Structural Biology |
Conformational and thermodynamic changes of the repressor/DNA operator complex upon monomerization shed new light on regulation mechanisms of bacterial resistance against β-lactam antibiotics
1Institut de Biologie Structurale Jean-Pierre Ebel CEA-CNRS-UJF, 41 Avenue Jules Horowitz, 38027 Grenoble Cedex 1, France, 2Centre dIngénierie des Protéines, Institut de Chimie B6A, Université de Liège Sart-Tilman B4000, Belgium and 3Cátedra de Microbiología, Facultad de Farmacia y Bioquímica Universidad de Buenos Aires, Junín 954 (1113), Buenos Aires, Argentina
*To whom correspondence should be addressed. Tel: +33-4-38785799; Fax: +33-4-38785494; Email: jean-pierre.simorre{at}ibs.fr
Received April 11, 2007. Revised May 16, 2007. Accepted May 18, 2007.

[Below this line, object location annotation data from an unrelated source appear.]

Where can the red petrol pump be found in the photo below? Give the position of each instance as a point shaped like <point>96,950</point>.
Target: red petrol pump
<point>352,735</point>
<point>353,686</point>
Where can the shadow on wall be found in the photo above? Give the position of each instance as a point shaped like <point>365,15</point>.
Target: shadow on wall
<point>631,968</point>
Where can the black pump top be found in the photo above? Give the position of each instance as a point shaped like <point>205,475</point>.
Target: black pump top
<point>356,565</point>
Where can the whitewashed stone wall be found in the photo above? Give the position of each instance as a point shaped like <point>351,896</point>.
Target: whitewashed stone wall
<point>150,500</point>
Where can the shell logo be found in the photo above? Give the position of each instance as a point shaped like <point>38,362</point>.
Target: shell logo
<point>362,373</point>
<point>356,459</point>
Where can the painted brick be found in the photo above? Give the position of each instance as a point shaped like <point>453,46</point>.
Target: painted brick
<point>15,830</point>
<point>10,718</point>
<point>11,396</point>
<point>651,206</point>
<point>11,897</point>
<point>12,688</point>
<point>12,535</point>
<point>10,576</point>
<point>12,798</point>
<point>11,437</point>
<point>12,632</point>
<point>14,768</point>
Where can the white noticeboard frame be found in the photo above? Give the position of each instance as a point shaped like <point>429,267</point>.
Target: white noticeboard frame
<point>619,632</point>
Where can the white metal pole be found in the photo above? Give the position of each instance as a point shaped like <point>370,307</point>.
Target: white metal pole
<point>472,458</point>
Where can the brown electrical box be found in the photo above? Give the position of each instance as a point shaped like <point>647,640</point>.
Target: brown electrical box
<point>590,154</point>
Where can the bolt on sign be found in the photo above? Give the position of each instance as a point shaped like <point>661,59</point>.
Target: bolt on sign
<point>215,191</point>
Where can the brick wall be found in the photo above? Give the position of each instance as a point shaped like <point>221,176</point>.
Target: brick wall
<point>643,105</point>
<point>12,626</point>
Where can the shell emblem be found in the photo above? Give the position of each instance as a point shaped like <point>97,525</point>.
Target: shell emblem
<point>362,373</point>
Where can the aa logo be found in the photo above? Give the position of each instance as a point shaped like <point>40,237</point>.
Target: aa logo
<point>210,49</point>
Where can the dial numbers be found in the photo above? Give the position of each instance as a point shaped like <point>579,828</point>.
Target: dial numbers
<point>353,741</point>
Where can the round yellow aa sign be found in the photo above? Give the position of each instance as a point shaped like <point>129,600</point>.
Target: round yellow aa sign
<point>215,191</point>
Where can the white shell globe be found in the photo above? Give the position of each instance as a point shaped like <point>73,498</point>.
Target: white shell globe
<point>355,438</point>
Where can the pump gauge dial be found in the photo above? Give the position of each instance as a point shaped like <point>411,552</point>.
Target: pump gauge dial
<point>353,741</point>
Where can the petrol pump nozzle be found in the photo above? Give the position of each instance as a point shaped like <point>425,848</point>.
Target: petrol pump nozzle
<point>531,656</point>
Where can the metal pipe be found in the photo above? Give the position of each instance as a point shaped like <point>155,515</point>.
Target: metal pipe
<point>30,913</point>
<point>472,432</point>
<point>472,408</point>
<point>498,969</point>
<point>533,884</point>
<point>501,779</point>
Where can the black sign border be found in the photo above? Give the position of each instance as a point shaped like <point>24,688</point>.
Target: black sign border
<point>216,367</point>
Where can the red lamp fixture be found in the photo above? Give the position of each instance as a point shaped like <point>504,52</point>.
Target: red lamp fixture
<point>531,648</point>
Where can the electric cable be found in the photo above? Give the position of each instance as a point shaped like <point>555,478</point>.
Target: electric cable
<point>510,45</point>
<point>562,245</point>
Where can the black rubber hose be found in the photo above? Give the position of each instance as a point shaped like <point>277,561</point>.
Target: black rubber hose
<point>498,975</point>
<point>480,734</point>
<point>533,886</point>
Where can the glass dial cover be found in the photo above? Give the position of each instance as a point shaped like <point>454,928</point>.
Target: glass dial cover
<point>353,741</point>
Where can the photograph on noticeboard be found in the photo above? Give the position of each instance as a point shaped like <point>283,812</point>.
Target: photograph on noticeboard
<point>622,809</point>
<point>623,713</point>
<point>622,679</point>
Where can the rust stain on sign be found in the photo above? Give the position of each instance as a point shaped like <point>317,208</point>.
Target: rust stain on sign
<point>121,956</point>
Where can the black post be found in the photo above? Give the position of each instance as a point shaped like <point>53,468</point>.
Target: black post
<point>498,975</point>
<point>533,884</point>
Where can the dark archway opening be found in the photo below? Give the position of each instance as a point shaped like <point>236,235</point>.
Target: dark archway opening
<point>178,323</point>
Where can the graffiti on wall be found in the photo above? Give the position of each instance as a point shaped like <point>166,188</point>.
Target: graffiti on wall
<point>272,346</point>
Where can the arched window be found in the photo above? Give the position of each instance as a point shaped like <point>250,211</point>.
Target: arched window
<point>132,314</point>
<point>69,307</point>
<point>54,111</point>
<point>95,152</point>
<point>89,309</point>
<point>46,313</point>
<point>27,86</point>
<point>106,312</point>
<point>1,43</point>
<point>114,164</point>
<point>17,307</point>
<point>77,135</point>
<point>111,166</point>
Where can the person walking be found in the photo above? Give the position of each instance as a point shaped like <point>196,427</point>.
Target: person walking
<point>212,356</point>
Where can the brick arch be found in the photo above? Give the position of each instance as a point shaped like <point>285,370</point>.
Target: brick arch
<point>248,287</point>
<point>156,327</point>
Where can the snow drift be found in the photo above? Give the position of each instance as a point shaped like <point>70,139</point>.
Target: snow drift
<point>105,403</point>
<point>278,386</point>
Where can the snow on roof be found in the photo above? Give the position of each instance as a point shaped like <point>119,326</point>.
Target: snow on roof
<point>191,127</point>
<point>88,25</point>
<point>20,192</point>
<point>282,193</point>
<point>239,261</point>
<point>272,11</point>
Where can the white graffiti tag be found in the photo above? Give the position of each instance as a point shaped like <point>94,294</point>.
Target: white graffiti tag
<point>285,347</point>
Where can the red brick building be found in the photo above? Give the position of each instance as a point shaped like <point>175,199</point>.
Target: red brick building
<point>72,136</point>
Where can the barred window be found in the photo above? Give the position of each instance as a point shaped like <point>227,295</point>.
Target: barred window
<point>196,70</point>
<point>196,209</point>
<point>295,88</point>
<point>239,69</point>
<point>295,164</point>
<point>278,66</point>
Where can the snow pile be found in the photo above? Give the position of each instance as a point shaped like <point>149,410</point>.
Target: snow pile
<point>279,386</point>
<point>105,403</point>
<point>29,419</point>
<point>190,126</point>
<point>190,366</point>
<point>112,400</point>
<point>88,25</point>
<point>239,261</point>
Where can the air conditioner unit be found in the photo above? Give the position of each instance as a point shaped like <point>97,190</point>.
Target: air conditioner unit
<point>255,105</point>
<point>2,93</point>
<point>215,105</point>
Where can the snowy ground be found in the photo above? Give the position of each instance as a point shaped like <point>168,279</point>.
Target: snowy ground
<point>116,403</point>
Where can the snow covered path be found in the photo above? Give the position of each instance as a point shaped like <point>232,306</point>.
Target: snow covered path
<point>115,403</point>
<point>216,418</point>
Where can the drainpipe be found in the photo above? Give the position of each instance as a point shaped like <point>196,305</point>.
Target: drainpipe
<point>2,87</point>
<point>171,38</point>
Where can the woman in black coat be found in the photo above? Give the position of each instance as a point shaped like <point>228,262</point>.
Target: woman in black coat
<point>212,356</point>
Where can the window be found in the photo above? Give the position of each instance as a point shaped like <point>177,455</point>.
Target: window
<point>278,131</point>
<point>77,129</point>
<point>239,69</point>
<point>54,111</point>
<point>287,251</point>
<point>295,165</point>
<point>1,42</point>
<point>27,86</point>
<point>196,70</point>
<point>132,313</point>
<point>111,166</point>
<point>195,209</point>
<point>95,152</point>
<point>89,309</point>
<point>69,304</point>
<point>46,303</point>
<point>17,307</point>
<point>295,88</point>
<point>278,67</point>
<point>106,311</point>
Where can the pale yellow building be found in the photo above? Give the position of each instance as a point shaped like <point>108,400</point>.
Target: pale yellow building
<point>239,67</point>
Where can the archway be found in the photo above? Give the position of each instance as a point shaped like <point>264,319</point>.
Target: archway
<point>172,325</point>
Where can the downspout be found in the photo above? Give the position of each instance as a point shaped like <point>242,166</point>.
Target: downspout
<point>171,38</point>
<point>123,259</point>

In absence of β-lactam antibiotics, BlaI and MecI homodimeric repressors negatively control the expression of genes involved in β-lactam resistance in Bacillus licheniformis and in Staphylococcus aureus. Subsequently to β-lactam presence, BlaI/MecI is inactivated by a single-point proteolysis that separates its N-terminal DNA-binding domain to its C-terminal domain responsible for its dimerization. Concomitantly to this proteolysis, the truncated repressor acquires a low affinity for its DNA target that explains the expression of the structural gene for resistance. To understand the loss of the high DNA affinity of the truncated repressor, we have determined the different dissociation constants of the system and solved the solution structure of the B. licheniformis monomeric repressor complexed to the semi-operating sequence OP1 of blaP (1/2OP1blaP) by using a de novo docking approach based on inter-molecular nuclear Overhauser effects and chemical-shift differences measured on each macromolecular partner. Although the N-terminal domain of the repressor is not subject to internal structural rearrangements upon DNA binding, the molecules adopt a tertiary conformation different from the crystallographic operator–repressor dimer complex, leading to a 30° rotation of the monomer with respect to a central axis extended across the DNA.
These results open new insights for the repression and induction mechanisms of bacterial resistance to β-lactams.